Twenty-six preselected baseline covariates were included in final multivariate models: tolvaptan assignment, age, gender, region of origin, EF, B-type natriuretic peptide, N-terminal pro–B-type natriuretic peptide, serum sodium, blood urea nitrogen, systolic blood pressure, QRS duration on enrollment electrocardiogram, NYHA functional class IV, ischemic cause of HF, serum albumin level, body mass index, baseline co-morbidities (self-reported history of diabetes mellitus, renal insufficiency, hypertension, coronary artery disease [CAD], atrial fibrillation on baseline electrocardiogram), baseline medication use (angiotensin-converting enzyme inhibitors or angiotensin II receptor blockers, β blockers, mineralocorticoid receptor antagonists, digoxin, intravenous inotropes, and statins) and significant interactions. Multicollinearity between primary predictors and control variables did not significantly threaten the results of the multivariate models (tolerance 0.68, variance inflation factor 1.46). Multiple imputation procedure (fully conditional specification methods as implemented in the MI and MIANALYZE procedures in SAS; SAS Institute Inc., Cary, North Carolina) was used for missing covariate data (<5% for all variables).

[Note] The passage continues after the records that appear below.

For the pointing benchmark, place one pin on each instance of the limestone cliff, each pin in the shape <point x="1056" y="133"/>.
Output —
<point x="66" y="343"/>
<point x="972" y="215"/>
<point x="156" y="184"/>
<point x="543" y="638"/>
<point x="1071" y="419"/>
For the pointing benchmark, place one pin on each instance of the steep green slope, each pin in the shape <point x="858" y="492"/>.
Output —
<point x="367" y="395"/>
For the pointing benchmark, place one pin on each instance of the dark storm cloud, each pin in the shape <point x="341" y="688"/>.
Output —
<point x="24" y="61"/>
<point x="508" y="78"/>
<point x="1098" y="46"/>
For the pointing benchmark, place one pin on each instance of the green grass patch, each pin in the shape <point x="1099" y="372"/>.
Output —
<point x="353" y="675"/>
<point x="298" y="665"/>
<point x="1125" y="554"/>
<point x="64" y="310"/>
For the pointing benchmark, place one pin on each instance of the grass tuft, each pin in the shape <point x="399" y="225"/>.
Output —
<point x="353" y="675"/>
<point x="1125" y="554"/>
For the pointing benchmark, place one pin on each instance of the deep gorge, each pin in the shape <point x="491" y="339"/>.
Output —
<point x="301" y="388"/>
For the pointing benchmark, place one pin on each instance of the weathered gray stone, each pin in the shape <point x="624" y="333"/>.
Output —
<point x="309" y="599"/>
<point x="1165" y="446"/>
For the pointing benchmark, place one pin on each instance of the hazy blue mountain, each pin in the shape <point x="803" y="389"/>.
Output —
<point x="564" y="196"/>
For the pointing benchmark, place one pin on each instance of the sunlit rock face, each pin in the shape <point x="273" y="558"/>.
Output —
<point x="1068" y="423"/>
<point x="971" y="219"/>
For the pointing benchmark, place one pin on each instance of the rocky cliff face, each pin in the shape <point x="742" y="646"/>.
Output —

Prespecified interaction analyses were performed between lipids and (1) tolvaptan assignment, (2) baseline statin therapy, (3) ischemic cause of HF, and (4) history of CAD. All statistical analyses were performed using SAS version 9.3, and p values <0.05 were considered to be statistically significant.
Results
Patients with missing baseline total cholesterol or triglyceride data (n = 176) were excluded from the primary analysis. In the remaining analytic cohort (n = 3,957), total cholesterol was approximately normally distributed, with a mean of 166 ± 51 mg/dl and a median of 158 mg/dl (interquartile range 128 to 197) ( Figure 2 ). Triglyceride levels were positively skewed, and the variable was natural logarithmically transformed for analytic purposes; the median of the original distribution was 110 mg/dl (interquartile range 83 to 155) ( Figure 2 ). Table 1 lists the baseline characteristics of all patients with available lipid data at the time of enrollment stratified by total cholesterol quartiles. Patients with lower baseline total cholesterol tended to have lower blood pressure, EF, serum sodium, and albumin; higher natriuretic peptide and serum creatinine levels; and wider QRS intervals on electrocardiogram (all p values <0.001). They were more likely to have NYHA class IV HF, to receive angiotensin-converting enzyme inhibitors or angiotensin II receptor blockers and statins, and to have histories of diabetes mellitus, chronic kidney disease, and coronary revascularization (all p values <0.001). Table 2 lists causes of death and rehospitalization by baseline total cholesterol quartile.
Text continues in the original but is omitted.